As the Q&A came to an end, I asked how I could help. Song-ju said that it depended on how I wanted to help: “Just aid . . . or do you really want to help?” I really wanted to help, I said, to do something with the newspaper.
“The best way to help is sending newspapers through the NGOs… to inform [North Koreans],” the translator said, and then they turned to other questioners. I emailed Song-Ju two days later days to get a more specific answer, but knowing his English was poor, I didn’t hope for much. He didn’t respond.
That evening I resolved to make contact with someone who could introduce me to London’s local refugee community, and then work to help them in any way I could. By helping them, I could help the people of North Korea. I’m already planning to visit a Korean Community Center in New Malden, southwest London, next Friday afternoon to hear and hopefully then tell to a wider audience the stories of refugees.
Concentration camps are a reality in the 21st century. Their existence in North Korea is an incontestable fact proven by hundreds of satellite images and the testimony of thousands who have escaped. A former camp guard and a defector who once worked within North Korea’s National Security Agency have suggested that approximately 200,000 people are currently in the camps. That’s a number equal to the population of Tallahassee, Fla.

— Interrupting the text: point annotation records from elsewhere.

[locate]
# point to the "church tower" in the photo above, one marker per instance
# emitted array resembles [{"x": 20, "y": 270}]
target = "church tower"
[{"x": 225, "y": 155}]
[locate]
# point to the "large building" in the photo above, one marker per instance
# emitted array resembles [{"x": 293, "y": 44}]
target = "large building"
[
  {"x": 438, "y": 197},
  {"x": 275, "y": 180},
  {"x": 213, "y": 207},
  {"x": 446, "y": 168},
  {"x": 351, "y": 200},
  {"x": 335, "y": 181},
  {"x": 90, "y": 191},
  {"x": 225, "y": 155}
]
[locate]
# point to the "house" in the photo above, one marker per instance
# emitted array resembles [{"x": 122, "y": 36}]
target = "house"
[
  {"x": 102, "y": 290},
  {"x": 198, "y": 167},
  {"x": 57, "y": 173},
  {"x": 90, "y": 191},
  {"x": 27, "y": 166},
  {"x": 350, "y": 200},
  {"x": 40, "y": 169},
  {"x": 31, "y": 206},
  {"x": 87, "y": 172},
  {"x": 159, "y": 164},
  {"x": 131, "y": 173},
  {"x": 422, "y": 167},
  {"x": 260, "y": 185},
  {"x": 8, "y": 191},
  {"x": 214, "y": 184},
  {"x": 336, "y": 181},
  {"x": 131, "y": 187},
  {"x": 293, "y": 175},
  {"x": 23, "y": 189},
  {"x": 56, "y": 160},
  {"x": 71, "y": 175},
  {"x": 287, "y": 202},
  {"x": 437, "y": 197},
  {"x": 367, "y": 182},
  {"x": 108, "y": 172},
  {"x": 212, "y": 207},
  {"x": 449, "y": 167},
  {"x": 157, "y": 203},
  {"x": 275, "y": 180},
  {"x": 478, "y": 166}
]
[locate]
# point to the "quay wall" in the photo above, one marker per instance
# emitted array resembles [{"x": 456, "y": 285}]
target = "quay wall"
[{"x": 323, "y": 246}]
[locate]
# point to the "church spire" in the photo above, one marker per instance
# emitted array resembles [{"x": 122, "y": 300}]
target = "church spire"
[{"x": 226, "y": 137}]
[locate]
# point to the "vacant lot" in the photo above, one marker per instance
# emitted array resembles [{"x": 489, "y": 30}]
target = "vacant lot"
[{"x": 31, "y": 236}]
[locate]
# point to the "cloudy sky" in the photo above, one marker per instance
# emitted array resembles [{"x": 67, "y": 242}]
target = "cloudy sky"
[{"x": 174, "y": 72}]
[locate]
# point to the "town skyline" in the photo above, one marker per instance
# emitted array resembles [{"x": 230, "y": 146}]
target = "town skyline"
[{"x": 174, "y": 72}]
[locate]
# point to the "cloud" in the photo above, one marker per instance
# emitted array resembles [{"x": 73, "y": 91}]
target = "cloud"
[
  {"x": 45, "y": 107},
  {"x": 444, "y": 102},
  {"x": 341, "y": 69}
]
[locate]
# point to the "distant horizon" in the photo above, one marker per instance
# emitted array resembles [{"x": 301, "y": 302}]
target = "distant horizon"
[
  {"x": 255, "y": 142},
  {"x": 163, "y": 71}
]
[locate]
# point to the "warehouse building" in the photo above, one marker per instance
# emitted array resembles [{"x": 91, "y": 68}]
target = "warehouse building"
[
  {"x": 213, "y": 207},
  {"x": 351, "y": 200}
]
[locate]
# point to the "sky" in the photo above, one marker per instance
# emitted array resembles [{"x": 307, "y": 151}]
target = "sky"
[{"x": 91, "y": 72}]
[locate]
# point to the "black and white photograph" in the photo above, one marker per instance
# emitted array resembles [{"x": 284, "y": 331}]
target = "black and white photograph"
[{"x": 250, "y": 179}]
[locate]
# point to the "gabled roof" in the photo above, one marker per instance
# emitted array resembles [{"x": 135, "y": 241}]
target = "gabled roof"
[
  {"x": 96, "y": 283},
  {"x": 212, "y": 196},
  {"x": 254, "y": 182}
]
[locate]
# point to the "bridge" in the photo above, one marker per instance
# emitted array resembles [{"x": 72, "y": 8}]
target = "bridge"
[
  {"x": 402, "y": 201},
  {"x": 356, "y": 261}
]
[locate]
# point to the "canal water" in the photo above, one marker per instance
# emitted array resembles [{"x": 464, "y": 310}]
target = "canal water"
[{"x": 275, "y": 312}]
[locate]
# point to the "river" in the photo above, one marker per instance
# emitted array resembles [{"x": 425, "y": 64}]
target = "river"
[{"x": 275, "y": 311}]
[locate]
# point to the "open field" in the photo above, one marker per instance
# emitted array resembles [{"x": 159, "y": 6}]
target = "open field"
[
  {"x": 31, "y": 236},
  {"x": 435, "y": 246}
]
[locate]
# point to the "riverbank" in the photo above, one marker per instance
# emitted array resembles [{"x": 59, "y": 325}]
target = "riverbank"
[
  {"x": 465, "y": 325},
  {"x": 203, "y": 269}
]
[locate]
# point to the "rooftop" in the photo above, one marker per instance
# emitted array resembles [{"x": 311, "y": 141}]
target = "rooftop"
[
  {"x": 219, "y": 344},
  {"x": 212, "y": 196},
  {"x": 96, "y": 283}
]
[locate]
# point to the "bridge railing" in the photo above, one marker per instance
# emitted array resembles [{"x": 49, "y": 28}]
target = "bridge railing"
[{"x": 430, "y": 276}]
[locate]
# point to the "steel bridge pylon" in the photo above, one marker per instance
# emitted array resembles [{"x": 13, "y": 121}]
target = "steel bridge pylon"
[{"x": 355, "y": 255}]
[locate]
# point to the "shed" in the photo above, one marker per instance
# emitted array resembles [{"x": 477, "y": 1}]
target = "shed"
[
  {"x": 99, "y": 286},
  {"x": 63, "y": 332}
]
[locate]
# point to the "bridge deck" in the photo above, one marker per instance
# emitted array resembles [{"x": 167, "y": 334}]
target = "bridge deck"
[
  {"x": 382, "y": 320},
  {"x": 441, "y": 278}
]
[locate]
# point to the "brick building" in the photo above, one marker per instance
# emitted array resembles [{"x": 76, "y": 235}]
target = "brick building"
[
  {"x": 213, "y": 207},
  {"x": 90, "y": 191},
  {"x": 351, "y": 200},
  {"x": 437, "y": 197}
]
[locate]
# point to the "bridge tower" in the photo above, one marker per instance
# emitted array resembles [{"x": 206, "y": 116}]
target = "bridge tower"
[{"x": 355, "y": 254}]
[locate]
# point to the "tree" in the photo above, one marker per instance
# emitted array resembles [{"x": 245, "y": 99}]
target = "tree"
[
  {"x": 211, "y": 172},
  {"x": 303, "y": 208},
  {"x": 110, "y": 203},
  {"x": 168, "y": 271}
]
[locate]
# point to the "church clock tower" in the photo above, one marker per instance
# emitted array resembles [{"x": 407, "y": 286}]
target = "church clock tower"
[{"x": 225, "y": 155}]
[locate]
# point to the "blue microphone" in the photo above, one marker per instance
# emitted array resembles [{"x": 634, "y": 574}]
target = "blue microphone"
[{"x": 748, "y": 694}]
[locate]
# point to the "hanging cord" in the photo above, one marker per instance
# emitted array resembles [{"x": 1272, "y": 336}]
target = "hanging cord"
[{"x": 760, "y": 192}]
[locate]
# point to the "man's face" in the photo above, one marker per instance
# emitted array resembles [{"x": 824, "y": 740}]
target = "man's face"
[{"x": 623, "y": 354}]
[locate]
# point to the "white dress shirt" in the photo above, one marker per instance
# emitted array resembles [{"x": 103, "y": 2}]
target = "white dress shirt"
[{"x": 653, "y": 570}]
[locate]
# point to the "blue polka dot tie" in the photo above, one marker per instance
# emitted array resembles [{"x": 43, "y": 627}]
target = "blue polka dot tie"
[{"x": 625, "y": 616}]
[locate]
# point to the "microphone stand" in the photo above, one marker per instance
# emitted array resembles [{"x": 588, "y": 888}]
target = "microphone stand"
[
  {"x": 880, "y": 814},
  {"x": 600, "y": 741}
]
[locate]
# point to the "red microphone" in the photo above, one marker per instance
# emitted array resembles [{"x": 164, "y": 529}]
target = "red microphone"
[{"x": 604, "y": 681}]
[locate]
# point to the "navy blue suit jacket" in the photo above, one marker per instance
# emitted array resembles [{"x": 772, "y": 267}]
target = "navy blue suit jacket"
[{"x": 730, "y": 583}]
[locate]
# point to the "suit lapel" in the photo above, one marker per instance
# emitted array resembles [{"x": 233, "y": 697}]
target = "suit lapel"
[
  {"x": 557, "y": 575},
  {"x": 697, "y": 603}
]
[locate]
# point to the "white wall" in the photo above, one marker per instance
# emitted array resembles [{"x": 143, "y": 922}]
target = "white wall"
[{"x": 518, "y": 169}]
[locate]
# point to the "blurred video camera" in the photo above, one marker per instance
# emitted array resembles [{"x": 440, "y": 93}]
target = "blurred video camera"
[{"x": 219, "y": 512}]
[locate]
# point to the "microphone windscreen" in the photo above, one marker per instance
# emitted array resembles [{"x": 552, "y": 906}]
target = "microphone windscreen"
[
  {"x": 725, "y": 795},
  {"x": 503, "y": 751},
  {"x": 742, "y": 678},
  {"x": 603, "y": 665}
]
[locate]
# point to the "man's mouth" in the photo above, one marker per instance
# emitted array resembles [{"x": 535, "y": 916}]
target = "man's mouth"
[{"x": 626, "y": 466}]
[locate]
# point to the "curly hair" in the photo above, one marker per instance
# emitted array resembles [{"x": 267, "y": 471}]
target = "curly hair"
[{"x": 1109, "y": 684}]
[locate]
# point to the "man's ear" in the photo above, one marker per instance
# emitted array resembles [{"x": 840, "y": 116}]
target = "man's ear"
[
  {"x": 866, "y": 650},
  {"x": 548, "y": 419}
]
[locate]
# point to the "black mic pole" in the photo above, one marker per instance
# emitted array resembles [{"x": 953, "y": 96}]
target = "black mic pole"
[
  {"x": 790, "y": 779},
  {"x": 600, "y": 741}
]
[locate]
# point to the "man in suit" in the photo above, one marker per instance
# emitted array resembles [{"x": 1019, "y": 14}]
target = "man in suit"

In North Korea’s concentration camps, there is no judicial system or right to appeal. Starvation-level rations kill thousands. Prisoners work 12-hour days, seven days a week, with time off only for national holidays. Forced abortions are carried out on pregnant women repatriated from China. Their young infants are often killed. Guards torture, murder, and rape. Almost every act classified as a crime against humanity is being carried out by the North Korean regime. This method of punishment has remained unchanged for more than 40 years. North Korea will eventually collapse. The horrors of the North Korean gulag will continue until that day.